Missed Thanksgiving at home to attend a South Indian wedding in India.  So what do you do at a South Indian wedding? Wear beautiful, colorful sarees and eat huge amounts of delicious food – many items you never get except at a wedding. Of course, Indian weddings are long so I guess it is assumed you need that much of sustenance to keep you going. Usually it’s a good time to catch up with friends and family, as everyone comes to a wedding. But for me, the few people I know are seriously busy being on the bride’s side. I find myself getting sleepy, thanks to jet lag, and cough syrup. I still have that annoying cough and cannot get sleep unless I take it. Besides which, I’m not used to sitting for so long, doing nothing.

South Indian receptions are different too. Folks line up to meet the bride and groom, and everyone gets their picture taken. There is usually recorded or live music but no singing and dancing. Reception dinners have kiosks, each providing a different delicacy – so you can start off with sweet corn soup, follow up with pani puri and chaat, have a masala dosa’s or vegetable pulao after that, and end with fruit salad and ice cream. Of course, you have to end with a sweet paan, served with a flourish by a young man with a colorful turban. We asked the man what happened to the flourish the next day – he told us that’s only for the reception. Apparently there is an extra charge for the flourish!

The other amazing thing at Indian weddings are the fresh flowers. Seeing all of it festooned on the stage, around in vases, a special sign with the bride and grooms name surrounded by white mums, blue ageratum and green asparagus fern, surely makes me drool. I was just trying to imagine just what the flowers might cost. Next morning, they were merrily throwing them away and a friend tried to salvage a few.

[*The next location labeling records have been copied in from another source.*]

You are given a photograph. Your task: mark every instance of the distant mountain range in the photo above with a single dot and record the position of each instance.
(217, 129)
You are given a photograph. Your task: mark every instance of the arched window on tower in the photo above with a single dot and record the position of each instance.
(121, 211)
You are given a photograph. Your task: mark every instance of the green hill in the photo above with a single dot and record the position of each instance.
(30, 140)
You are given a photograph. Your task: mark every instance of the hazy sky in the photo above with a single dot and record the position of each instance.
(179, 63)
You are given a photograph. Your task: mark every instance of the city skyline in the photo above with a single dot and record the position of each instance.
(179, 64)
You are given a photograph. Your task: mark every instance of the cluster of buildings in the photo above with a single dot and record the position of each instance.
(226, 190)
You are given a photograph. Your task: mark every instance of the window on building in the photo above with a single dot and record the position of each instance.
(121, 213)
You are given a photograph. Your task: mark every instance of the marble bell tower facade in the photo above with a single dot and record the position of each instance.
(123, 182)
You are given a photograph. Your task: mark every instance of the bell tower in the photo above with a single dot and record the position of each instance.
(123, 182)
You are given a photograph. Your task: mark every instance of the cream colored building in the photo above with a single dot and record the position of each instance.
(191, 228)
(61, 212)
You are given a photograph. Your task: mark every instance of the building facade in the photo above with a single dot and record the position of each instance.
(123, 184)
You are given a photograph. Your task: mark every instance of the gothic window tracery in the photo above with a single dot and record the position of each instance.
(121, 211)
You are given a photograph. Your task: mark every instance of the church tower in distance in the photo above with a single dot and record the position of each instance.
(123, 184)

So after four days of festivities, I woke up groggy and dull. I forced myself to make it to the Mini forest for my morning walk. The mini forest is an amazing gem five minutes walk from my house. It has a fenced area with a track all around and a large area of trees in the center – I suspect there maybe 100 trees. It is a beautiful place to walk and there are a whole host of Sunday morning walkers taking advantage of it. Beats walking off the effects of Thanksgiving dinner on a chilly November morning in the Midwest.

I started the year attending a wedding in Chennai with my mom, celebrated my own son’s wedding in the middle, and am ending the year with one more wedding, this time with my mother-in-law.  So I guess my new year resolutions have to include walking away the extra pounds.

Happy Thanksgiving to all – we sure have a lot to be thankful for.